Dynamic Backlighting

Apple is supposedly looking into advanced backlighting for their alleged upcoming TV.

In this case, as usual, Apple is late to the party but probably the first person to do it right. Although I work mostly on Cinema Displays, I do have some high end Dell displays I use for everything else. They advertise 1000000:1 contrast because of a “dynamic contrast” feature that essentially dims or turns off the backlight in areas with black pixels. While obviously a good idea, I noticed it has some delay. Going from the dim space desktop pictures Apple includes to a white Safari window would cause the backlight levels to come up for example. The problem is that this was noticeable. It takes about a third of a second for the animation of a Safari window to open and be white. It then takes about an entire second for the backlight to adjust. Maybe this is OK for browsing but for gaming it’s a disaster.

Based on the report, it looks like Apple is only looking into letterbox situations. While with early LCDs “black” areas in front of a full backlight were often a very bright “black”, today’s IPS panels are getting pretty good at it. As a simple test, I fed black to an LED Cinema Display at full brightness and turned off the light. While it was detectably on, the light was insignificant.

I’m not saying Apple shouldn’t do this. Obviously completely invisible black bars would be ideal. This is why I only watch my movies using a projector. (This also makes for a superior experience dealing with 4:3 content – I hope Apple doesn’t ignore this use case if they do implement this, a lot of SD iTunes content is 4:3.) DLP is a lot better at blocking blacks and I often have no idea what ratio my movies are at because I don’t have the reference of bars against 16:9 to compare. After watching mostly 16:9 content I pulled up a much wider movie. Being that it was a bright winter day (you know that time of day where the sun is directly in your eyes no matter which direction you face) I used my 16:9 Dell display to watch and was horrified at how noticeable the letter boxing was, not because of the panel but because of the bezel.

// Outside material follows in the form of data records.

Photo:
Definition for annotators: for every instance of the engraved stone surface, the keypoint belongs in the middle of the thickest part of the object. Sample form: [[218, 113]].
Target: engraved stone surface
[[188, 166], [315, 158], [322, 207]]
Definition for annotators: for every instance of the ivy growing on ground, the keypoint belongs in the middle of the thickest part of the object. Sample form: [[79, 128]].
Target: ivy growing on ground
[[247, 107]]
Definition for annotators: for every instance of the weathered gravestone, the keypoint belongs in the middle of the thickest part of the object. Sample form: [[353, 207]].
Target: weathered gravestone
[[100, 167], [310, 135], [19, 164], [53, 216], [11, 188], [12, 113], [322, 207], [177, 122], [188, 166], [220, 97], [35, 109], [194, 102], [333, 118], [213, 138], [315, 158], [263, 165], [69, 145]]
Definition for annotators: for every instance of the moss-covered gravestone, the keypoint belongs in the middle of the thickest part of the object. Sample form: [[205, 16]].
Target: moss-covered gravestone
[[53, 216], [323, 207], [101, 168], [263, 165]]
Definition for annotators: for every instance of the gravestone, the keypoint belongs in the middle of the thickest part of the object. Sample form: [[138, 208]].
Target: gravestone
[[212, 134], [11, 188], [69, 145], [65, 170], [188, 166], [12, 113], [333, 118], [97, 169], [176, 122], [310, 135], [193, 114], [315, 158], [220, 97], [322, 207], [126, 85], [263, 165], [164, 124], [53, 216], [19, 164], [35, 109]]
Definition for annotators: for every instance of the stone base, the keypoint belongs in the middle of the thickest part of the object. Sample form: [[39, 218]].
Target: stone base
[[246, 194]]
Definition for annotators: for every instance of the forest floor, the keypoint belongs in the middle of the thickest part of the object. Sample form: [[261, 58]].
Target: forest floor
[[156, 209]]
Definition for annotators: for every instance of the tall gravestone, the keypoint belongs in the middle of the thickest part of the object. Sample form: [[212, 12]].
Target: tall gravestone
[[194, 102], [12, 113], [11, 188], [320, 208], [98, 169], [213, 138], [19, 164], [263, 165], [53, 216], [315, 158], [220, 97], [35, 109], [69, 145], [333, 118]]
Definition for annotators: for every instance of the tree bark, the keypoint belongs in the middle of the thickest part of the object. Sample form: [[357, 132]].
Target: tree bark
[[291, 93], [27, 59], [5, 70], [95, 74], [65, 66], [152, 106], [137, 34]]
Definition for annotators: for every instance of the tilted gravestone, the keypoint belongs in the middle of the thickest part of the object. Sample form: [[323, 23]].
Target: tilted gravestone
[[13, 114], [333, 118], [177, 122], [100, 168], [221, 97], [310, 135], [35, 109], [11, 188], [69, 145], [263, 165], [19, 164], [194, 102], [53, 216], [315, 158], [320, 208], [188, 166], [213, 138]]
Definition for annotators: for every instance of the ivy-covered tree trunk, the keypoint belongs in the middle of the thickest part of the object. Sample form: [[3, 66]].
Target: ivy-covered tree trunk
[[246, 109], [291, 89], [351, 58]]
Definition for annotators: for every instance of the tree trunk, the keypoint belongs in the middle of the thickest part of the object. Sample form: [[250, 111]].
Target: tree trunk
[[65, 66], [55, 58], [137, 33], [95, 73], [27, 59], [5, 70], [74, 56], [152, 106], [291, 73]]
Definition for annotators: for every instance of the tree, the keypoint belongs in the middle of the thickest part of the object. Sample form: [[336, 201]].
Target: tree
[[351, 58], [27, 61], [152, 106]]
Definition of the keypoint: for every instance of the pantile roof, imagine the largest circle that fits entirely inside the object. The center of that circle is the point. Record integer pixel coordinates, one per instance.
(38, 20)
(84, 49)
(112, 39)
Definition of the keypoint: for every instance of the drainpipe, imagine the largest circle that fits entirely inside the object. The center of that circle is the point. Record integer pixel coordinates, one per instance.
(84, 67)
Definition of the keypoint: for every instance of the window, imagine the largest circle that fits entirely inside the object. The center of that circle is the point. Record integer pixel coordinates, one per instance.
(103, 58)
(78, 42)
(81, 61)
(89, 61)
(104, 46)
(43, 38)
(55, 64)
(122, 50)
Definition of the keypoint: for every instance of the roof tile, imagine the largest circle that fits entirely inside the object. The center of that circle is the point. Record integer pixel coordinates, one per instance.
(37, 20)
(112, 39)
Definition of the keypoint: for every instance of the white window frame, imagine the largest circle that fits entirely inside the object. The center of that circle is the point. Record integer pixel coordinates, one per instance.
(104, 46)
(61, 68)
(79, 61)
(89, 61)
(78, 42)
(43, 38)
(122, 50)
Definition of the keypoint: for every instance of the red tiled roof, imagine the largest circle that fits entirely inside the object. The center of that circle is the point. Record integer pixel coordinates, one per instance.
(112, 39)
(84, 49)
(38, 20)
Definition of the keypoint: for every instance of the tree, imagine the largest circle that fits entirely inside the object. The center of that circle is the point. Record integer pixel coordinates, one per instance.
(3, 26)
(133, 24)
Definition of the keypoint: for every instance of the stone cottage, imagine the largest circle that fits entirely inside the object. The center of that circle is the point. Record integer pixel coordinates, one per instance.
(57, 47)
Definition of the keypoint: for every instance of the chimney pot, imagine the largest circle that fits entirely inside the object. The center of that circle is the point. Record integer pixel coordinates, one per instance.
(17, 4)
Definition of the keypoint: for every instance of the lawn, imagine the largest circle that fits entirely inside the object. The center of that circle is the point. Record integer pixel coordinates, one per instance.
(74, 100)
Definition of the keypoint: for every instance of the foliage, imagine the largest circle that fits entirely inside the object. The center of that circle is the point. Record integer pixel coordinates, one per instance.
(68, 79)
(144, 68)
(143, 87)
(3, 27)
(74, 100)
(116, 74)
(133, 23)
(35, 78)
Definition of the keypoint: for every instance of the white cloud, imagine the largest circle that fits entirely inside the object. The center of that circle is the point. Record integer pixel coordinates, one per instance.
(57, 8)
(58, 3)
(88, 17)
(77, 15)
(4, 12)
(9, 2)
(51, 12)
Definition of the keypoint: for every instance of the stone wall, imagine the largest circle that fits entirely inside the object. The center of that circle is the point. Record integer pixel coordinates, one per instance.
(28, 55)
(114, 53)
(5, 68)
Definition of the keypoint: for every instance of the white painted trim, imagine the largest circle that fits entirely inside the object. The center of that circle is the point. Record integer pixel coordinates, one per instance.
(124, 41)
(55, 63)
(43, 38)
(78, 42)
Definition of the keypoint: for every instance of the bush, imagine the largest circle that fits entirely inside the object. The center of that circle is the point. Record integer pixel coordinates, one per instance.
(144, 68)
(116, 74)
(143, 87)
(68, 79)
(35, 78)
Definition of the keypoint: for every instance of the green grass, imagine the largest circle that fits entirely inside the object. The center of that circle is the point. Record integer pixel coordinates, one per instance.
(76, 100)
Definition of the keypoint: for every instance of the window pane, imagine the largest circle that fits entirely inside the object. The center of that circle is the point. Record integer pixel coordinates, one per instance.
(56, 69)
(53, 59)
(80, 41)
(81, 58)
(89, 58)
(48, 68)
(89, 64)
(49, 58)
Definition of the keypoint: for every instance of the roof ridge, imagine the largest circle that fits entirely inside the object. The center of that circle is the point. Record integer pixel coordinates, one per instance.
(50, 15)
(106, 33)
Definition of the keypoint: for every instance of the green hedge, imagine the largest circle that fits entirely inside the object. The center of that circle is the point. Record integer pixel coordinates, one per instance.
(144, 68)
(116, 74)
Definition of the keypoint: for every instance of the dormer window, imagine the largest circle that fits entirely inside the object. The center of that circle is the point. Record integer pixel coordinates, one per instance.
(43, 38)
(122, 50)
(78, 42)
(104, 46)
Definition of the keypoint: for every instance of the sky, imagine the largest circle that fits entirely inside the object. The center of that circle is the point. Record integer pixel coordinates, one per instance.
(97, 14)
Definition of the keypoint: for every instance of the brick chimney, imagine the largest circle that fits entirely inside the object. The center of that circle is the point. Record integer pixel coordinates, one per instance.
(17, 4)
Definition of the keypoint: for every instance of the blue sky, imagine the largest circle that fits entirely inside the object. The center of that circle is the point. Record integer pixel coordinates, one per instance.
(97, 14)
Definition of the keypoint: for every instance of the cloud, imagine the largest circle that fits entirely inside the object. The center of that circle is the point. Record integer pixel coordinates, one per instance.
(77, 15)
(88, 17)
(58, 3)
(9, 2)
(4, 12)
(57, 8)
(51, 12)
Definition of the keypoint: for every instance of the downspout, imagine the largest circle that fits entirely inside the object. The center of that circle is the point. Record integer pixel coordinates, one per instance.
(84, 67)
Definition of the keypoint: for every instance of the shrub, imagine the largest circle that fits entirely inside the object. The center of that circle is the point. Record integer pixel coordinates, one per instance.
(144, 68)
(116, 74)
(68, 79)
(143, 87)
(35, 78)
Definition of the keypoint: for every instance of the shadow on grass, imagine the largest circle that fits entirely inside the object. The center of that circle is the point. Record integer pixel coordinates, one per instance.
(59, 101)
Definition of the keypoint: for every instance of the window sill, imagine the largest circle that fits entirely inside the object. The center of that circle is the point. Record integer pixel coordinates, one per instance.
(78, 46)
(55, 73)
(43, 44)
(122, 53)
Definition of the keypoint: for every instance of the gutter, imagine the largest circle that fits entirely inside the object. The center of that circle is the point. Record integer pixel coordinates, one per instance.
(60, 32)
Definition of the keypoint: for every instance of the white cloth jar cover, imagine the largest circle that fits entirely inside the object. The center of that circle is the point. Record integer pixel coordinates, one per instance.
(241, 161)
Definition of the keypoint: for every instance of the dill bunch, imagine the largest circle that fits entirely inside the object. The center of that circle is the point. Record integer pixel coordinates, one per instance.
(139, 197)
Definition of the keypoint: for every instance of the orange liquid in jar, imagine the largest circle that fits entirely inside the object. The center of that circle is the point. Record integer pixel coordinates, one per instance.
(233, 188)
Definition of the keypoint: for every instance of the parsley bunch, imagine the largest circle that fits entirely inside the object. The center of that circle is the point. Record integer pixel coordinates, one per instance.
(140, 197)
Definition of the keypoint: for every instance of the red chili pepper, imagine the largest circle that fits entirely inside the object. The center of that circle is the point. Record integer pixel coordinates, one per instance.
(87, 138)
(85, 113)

If I had to describe a “perfect” solution it would probably still be a projector, but one that can shutter the letterbox so it’s literally black. Of course this is all in the context of movies and entertainment in general as projectors less than 10 grand have pretty lousy color and thus aren’t suitable for work. Maybe future laser projectors will be better at that.

I hope Apple realizes that they need to service people with 60″ sets, projectors, and other complicated setups and never discontinues the AppleTV brick. It obviously won’t need FaceTime support but should always run the same version of the software as the “real” Apple TV (kind of like updating your camera less iPad 1 to iOS 5). Either way, I’m probably going to buy an Apple Television for development purposes and maybe my alternative daytime viewing method. Regardless, it will be on my desk and not front and center in the living room. Apple won’t unseat my projector until they make one themselves.

*** Update ***
The rest of the article talks about running the whole movie through a auto-levels filter. First: this is kind of like Sound Check in iTunes, it kinda works, but the real problem is that there are these discrepancies to begin with. While there are shows that are dim for no reason (Glee needs a solid 2x to get to normal) most of the time the movie’s director / colorist chose to make it dark and adjustments are better left done manually so the user is aware that they are degrading picture quality. In my view, this is a very annoying trend in Hollywood and “too dark” is a perfectly justifiable 1-Star review. Darkness never does a good job of setting the mood it’s supposed to because a dark movie screen is often polluted by exit sign lights, and until Apple makes this television, households have similar problems. The best way to make people aware that the scene is “dark” but still have it be bright is to use a cool color temperature and keep the background reasonably dark, but never the subjects.